Canvasの図形や画像をドラッグ・アンド・ドロップで動かす。

 

この記事ではCanvasの図形や画像をtag_bind()を利用してドラッグ・アンド・ドロップで動かすということをやってみます。

tkinterのアプリケーションはmainloopメソッドを実行することにより、イベントループの状態になります。イベントループの状態になっているときにイベントを発生させることにより、様々な用途のアプリケーションを開発することができます。

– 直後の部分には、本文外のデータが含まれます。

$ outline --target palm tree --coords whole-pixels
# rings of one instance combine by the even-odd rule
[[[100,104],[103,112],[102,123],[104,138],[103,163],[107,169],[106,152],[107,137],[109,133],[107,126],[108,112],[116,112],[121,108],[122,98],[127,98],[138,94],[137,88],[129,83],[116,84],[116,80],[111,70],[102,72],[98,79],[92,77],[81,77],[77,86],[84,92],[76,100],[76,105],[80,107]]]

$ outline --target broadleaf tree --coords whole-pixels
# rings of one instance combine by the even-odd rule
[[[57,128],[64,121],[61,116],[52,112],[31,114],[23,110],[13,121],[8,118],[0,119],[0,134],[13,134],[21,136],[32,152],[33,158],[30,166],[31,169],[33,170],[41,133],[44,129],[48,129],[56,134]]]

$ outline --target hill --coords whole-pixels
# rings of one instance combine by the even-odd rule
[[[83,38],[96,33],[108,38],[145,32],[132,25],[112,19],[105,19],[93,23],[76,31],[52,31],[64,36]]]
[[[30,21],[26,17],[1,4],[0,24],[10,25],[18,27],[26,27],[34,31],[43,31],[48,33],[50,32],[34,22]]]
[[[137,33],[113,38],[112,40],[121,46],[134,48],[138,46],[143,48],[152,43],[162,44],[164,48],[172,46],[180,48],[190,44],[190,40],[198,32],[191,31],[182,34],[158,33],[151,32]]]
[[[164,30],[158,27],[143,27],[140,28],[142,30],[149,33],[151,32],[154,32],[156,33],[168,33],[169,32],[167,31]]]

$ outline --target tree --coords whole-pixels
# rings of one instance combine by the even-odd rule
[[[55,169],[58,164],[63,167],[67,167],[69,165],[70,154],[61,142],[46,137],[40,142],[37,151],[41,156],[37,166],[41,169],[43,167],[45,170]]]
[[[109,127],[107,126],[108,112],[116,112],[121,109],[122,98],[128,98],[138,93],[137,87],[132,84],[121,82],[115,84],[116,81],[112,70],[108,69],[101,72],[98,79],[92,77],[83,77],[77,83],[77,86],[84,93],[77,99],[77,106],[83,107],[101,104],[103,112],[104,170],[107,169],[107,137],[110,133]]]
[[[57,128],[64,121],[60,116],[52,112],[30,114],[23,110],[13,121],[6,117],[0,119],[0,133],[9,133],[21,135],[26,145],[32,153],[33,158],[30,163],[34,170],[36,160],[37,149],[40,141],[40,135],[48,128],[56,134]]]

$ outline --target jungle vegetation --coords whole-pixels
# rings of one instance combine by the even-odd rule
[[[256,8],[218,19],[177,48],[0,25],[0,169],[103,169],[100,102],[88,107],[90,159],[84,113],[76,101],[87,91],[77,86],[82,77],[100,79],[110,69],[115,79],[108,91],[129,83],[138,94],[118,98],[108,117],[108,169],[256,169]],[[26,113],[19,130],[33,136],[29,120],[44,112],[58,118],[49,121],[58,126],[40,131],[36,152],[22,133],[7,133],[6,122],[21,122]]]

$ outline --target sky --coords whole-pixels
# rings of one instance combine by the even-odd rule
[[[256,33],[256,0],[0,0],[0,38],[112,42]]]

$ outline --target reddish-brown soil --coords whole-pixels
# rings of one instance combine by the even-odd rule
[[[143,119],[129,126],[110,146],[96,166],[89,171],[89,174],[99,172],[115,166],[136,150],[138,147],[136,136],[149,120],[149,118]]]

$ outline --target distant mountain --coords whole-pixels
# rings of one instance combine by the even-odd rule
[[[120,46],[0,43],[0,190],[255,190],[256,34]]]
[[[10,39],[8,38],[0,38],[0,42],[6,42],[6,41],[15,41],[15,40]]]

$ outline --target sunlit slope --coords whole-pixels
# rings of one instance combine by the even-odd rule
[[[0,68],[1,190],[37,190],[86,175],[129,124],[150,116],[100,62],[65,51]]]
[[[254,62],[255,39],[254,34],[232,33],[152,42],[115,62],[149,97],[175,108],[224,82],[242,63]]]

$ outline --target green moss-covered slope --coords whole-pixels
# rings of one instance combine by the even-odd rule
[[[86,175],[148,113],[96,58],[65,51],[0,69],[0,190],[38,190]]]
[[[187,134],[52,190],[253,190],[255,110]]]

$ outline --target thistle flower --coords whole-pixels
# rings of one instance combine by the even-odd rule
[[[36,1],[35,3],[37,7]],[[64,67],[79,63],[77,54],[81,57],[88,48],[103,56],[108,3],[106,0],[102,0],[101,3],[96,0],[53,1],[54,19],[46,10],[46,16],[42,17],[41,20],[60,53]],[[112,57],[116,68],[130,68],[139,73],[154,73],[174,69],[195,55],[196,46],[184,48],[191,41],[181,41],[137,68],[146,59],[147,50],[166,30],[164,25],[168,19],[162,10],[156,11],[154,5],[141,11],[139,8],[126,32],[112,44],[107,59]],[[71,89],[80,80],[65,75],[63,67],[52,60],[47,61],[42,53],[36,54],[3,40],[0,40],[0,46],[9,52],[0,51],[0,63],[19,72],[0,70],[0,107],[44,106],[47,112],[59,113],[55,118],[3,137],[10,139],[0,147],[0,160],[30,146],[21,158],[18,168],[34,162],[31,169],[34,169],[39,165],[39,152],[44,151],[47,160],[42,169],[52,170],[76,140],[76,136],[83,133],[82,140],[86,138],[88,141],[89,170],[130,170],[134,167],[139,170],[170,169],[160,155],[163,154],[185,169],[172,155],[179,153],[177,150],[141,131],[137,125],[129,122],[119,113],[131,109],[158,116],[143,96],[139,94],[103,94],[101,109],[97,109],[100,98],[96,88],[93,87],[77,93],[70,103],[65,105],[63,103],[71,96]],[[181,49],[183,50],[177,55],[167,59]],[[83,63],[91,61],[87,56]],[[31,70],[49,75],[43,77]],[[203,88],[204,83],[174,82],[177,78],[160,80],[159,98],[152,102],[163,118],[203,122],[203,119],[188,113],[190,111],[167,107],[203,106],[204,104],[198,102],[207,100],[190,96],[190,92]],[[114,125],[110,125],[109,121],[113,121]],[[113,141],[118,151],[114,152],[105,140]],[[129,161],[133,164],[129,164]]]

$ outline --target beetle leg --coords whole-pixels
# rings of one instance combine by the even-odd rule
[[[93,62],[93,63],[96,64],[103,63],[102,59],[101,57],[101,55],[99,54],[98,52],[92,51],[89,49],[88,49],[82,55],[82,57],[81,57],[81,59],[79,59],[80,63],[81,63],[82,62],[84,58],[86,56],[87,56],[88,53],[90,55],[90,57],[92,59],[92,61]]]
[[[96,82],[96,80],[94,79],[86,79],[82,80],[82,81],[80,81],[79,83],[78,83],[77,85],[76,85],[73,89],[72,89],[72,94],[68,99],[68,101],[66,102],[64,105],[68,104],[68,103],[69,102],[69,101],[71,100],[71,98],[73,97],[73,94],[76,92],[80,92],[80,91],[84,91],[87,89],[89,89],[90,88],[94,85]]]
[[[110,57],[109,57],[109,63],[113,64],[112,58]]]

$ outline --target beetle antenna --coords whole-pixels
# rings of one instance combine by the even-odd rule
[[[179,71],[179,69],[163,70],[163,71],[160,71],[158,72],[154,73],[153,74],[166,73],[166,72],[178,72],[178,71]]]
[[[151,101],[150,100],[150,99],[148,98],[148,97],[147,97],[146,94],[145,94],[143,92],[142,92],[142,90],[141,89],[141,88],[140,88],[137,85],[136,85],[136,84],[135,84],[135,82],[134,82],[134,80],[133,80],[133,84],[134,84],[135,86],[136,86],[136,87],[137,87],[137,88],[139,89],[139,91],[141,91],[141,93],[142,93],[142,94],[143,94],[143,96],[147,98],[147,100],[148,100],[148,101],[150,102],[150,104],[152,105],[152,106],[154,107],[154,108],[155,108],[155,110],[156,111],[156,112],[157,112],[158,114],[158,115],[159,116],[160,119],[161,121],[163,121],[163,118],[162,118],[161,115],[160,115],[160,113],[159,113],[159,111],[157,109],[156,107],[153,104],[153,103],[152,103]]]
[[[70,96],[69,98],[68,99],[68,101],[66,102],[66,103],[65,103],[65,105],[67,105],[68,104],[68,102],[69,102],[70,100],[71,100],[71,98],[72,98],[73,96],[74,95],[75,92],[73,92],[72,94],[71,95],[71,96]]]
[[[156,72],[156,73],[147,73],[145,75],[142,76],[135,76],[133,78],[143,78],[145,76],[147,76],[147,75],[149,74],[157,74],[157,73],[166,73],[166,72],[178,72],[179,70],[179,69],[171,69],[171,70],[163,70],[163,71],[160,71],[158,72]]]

イベントを発生させるには例えば、キーボードを押したりマウスをクリック、ドラッグしたときなどです。今回やることはマウス操作で図形や画像を動かすアプリケーションを作ることです。これを応用すればパズルゲームなどができるようになると思います。

 

 

関連リンク

Events and Bindings

長方形と画像をCanvas上でドラッグ・アンド・ドロップで動かす

今回はCanvas上に作成した長方形と画像をドラッグ・アンド・ドロップで動かしてみます。流れとしては以下のようになります。

  1. 長方形と画像を作る。
  2. 作ったオブジェクトとイベントを結びつける
  3. イベントが発生したときの処理

1. 長方形と画像を作る。

まずは、長方形と画像をCanvas上に用意します。

作り方についてはこちら。

www.pytry3g.com

 

今回、長方形と画像を作るときに引数のtagsにそれぞれのオブジェクトを識別するための名前を渡しています。長方形にはrect, 画像にはimgという名前をそれぞれ付けています。(※下のプログラムで使用しているsmile.pngここにあります。

import tkinter as tk
from PIL import Image, ImageTk

root = tk.Tk()
canvas = tk.Canvas(root, width=300, height=300, bg="white")
canvas.pack()
### 図形 ###
canvas.create_rectangle(100, 100, 120, 120, fill="red", tags="rect")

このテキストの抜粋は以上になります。